Introduction
Azure AI Language is a cloud-based Natural Language Processing (NLP) service. It allows users to understand and analyze text with features such as key phrase extraction, entity recognition, personally identifiable information (PII) detection, and more. Learn more here: What is Azure AI Language?.
The azure_ai
extension for Azure Database for PostgreSQL flexible server integrates the database with the Azure AI Language services. It provides user-defined functions to access the language APIs within SQL. This access allows you to extract insights from text directly from the database without writing natural language processing code in client applications.
Example scenario
Consider a company that provides vacation listings. The company's marketing team wants to better understand customer preferences by identifying the key phrases in the most popular listings and highlighting which businesses, attractions, and places are highlighted. Also, the company's information security team wants to scan listings for personally identifiable information (PII) to ensure safety and privacy.
Learning objectives
To accomplish our three tasks, you use the azure_ai
extension to integrate an Azure Database for PostgreSQL flexible server with Azure AI Language. First, you extract the key phrases from listing descriptions and store them in the database, enabling the data science team to analyze which appear the most in popular listings. Then, you extract & store named entities for the same purpose. Lastly, you flag all PII listings and store the redacted text.

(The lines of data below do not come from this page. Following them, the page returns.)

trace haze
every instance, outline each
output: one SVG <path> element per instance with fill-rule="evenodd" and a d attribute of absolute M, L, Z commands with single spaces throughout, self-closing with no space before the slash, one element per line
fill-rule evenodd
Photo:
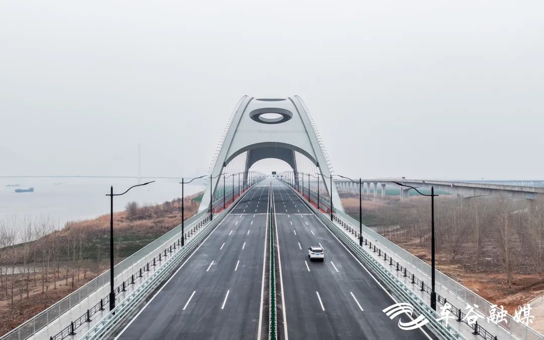
<path fill-rule="evenodd" d="M 540 1 L 3 1 L 0 175 L 134 176 L 140 143 L 143 175 L 199 175 L 242 95 L 297 94 L 337 173 L 541 179 L 543 16 Z"/>

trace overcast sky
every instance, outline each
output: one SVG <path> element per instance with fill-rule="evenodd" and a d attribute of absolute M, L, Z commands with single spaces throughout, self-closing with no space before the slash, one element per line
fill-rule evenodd
<path fill-rule="evenodd" d="M 0 2 L 0 175 L 199 175 L 295 94 L 337 173 L 543 179 L 544 3 Z"/>

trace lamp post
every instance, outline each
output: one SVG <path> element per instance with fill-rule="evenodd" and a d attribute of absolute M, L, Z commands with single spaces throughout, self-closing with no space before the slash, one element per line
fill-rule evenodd
<path fill-rule="evenodd" d="M 184 206 L 183 205 L 183 201 L 184 201 L 184 198 L 183 197 L 184 197 L 184 193 L 183 192 L 183 191 L 184 191 L 184 187 L 185 184 L 188 184 L 189 183 L 190 183 L 190 182 L 193 182 L 195 180 L 198 180 L 199 178 L 201 178 L 204 177 L 206 177 L 206 175 L 205 175 L 203 176 L 201 176 L 199 177 L 195 177 L 194 178 L 193 178 L 192 180 L 191 180 L 189 182 L 185 182 L 185 178 L 182 177 L 182 178 L 181 178 L 181 182 L 180 182 L 180 184 L 181 184 L 181 234 L 182 234 L 182 237 L 181 237 L 181 245 L 182 246 L 185 245 L 185 229 L 184 228 L 184 226 L 184 226 L 184 223 L 185 223 L 184 210 L 185 210 L 185 209 L 184 209 Z"/>
<path fill-rule="evenodd" d="M 331 200 L 331 220 L 332 221 L 332 211 L 333 211 L 333 206 L 332 206 L 332 176 L 333 176 L 333 175 L 331 175 L 330 176 L 325 176 L 324 175 L 323 175 L 323 174 L 322 174 L 321 176 L 323 176 L 324 177 L 325 177 L 326 178 L 329 178 L 329 179 L 330 179 L 331 180 L 330 186 L 329 188 L 329 195 L 330 199 Z"/>
<path fill-rule="evenodd" d="M 212 177 L 212 175 L 211 174 L 210 174 L 210 175 L 209 175 L 209 220 L 210 220 L 210 221 L 211 221 L 212 219 L 213 219 L 213 202 L 212 200 L 212 192 L 213 191 L 213 183 L 212 182 L 212 180 L 213 180 L 213 178 L 217 178 L 217 177 L 219 177 L 221 175 L 222 175 L 222 174 L 221 174 L 221 172 L 219 172 L 219 175 L 218 175 L 217 176 L 214 176 L 213 177 Z"/>
<path fill-rule="evenodd" d="M 133 188 L 146 186 L 153 182 L 154 181 L 144 183 L 142 184 L 132 186 L 122 194 L 114 194 L 113 186 L 112 186 L 110 187 L 110 193 L 106 194 L 106 196 L 109 196 L 110 197 L 110 208 L 111 209 L 109 215 L 109 311 L 110 312 L 115 307 L 115 293 L 114 292 L 115 288 L 113 287 L 113 280 L 115 277 L 113 273 L 113 196 L 125 195 Z"/>
<path fill-rule="evenodd" d="M 435 195 L 434 186 L 431 187 L 431 194 L 428 195 L 421 193 L 417 189 L 411 186 L 407 186 L 406 184 L 398 183 L 398 182 L 393 182 L 393 183 L 401 187 L 411 188 L 422 196 L 430 196 L 431 197 L 431 308 L 436 311 L 436 292 L 435 292 L 435 196 L 438 196 L 438 195 Z"/>
<path fill-rule="evenodd" d="M 302 194 L 302 197 L 304 196 L 304 194 Z M 310 199 L 310 174 L 308 174 L 308 202 L 312 204 L 312 201 Z"/>
<path fill-rule="evenodd" d="M 357 182 L 354 181 L 351 178 L 344 177 L 343 176 L 341 176 L 337 175 L 338 177 L 341 177 L 343 178 L 345 178 L 346 180 L 349 180 L 353 183 L 357 184 Z M 363 245 L 363 209 L 362 209 L 362 188 L 361 188 L 361 178 L 359 177 L 359 245 Z"/>

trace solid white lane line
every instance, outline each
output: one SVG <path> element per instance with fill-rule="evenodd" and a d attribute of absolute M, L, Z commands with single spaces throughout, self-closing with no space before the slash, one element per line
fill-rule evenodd
<path fill-rule="evenodd" d="M 323 307 L 323 302 L 321 301 L 321 296 L 319 296 L 319 293 L 318 292 L 316 292 L 316 294 L 317 294 L 317 298 L 319 299 L 319 304 L 321 305 L 321 309 L 325 310 L 325 307 Z"/>
<path fill-rule="evenodd" d="M 225 295 L 225 300 L 223 300 L 223 305 L 222 305 L 222 306 L 221 306 L 221 309 L 223 309 L 224 308 L 225 308 L 225 302 L 227 302 L 227 298 L 228 297 L 228 293 L 230 292 L 230 290 L 227 290 L 227 295 Z M 324 311 L 325 310 L 323 310 Z"/>
<path fill-rule="evenodd" d="M 269 206 L 270 205 L 270 186 L 268 186 L 268 197 L 267 200 L 267 206 Z M 253 215 L 254 217 L 255 217 L 255 215 Z M 264 225 L 264 245 L 263 247 L 264 249 L 264 254 L 263 254 L 263 276 L 262 279 L 261 280 L 261 307 L 259 310 L 259 324 L 258 327 L 257 331 L 257 338 L 261 339 L 261 329 L 262 328 L 262 323 L 263 323 L 263 304 L 264 302 L 264 273 L 265 273 L 265 267 L 266 267 L 266 259 L 267 259 L 267 232 L 268 230 L 268 214 L 267 214 L 267 221 L 266 224 Z M 249 231 L 248 231 L 248 234 L 249 234 Z M 280 271 L 281 273 L 281 271 Z"/>
<path fill-rule="evenodd" d="M 274 191 L 272 191 L 273 197 L 274 197 Z M 274 209 L 276 209 L 276 203 L 273 201 L 273 203 L 274 205 Z M 276 225 L 277 225 L 277 217 L 276 214 L 274 214 L 274 221 L 276 222 Z M 280 234 L 279 233 L 276 233 L 276 242 L 277 244 L 278 248 L 280 248 Z M 285 307 L 285 290 L 283 289 L 283 276 L 281 272 L 281 255 L 280 252 L 277 253 L 277 262 L 279 264 L 280 267 L 280 286 L 281 287 L 281 305 L 283 307 L 282 308 L 282 313 L 283 314 L 283 337 L 285 340 L 289 340 L 289 335 L 287 331 L 287 317 L 286 316 L 286 307 Z"/>
<path fill-rule="evenodd" d="M 206 270 L 206 271 L 209 270 L 209 267 L 212 267 L 212 264 L 213 264 L 213 261 L 212 261 L 212 263 L 210 263 L 209 265 L 208 266 L 208 269 Z"/>
<path fill-rule="evenodd" d="M 332 267 L 335 267 L 335 270 L 336 271 L 336 273 L 339 273 L 339 271 L 338 271 L 338 270 L 336 269 L 336 266 L 335 265 L 335 264 L 332 263 L 332 261 L 331 261 L 331 264 L 332 264 Z"/>
<path fill-rule="evenodd" d="M 189 297 L 189 300 L 188 300 L 187 303 L 185 304 L 185 306 L 183 306 L 183 309 L 182 310 L 184 311 L 185 308 L 187 308 L 187 305 L 189 304 L 189 302 L 191 302 L 191 299 L 193 299 L 193 295 L 195 295 L 195 293 L 196 292 L 196 290 L 193 290 L 193 294 L 191 294 L 191 296 Z"/>
<path fill-rule="evenodd" d="M 351 294 L 352 296 L 353 296 L 353 299 L 355 300 L 356 302 L 357 302 L 357 305 L 359 306 L 359 308 L 361 309 L 361 311 L 364 312 L 364 311 L 363 310 L 363 307 L 361 306 L 361 304 L 359 303 L 359 301 L 357 301 L 357 299 L 355 299 L 355 295 L 353 295 L 353 293 L 351 292 L 350 292 L 349 293 Z"/>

The main goal is to understand how to use the azure_ai
PostgreSQL extension to access these Azure AI Language services: key phrase extraction, entity recognition, and PII detection. You learn how to access these APIs in SQL and store the result data in columns.
Setup: enable and authorize azure_ai
This learning path uses the azure_ai
extension. There are a few steps to install and configure it. You need to add it to your allowlist as described in how to use PostgreSQL extensions. Then, install the extension by running this SQL query:
CREATE EXTENSION azure_ai;
If you want to remove the extension, use:
DROP EXTENSION azure_ai;
Installing the extension creates these three schemas:
azure_ai
: the main schema storing configuration data & functions.azure_openai
: functions and composite types related to OpenAI.azure_cognitive
: functions and composite types related to Cognitive Services.
Our tasks use Azure Cognitive Services. After enabling and configuring the azure_ai
extension, you can integrate it with Azure Cognitive Services to access key phrase extraction from SQL.
If you don't already have one, create a Language resource in the Azure portal. Once you have a Language resource, go to Resource Management > Keys and Endpoint to get your key and endpoint for Azure Cognitive Services.
Next, authorize the Azure Database for PostgreSQL flexible server's azure_ai
extension by running this SQL:
select azure_ai.set_setting('azure_cognitive.endpoint','https://<endpoint>.cognitiveservices.azure.com');
select azure_ai.set_setting('azure_cognitive.subscription_key', '<API Key>');
-- the region setting is only required for the translate function
select azure_ai.set_setting('azure_cognitive.region', '<API Key>');
More information is available in the Azure Cognitive Services documentation.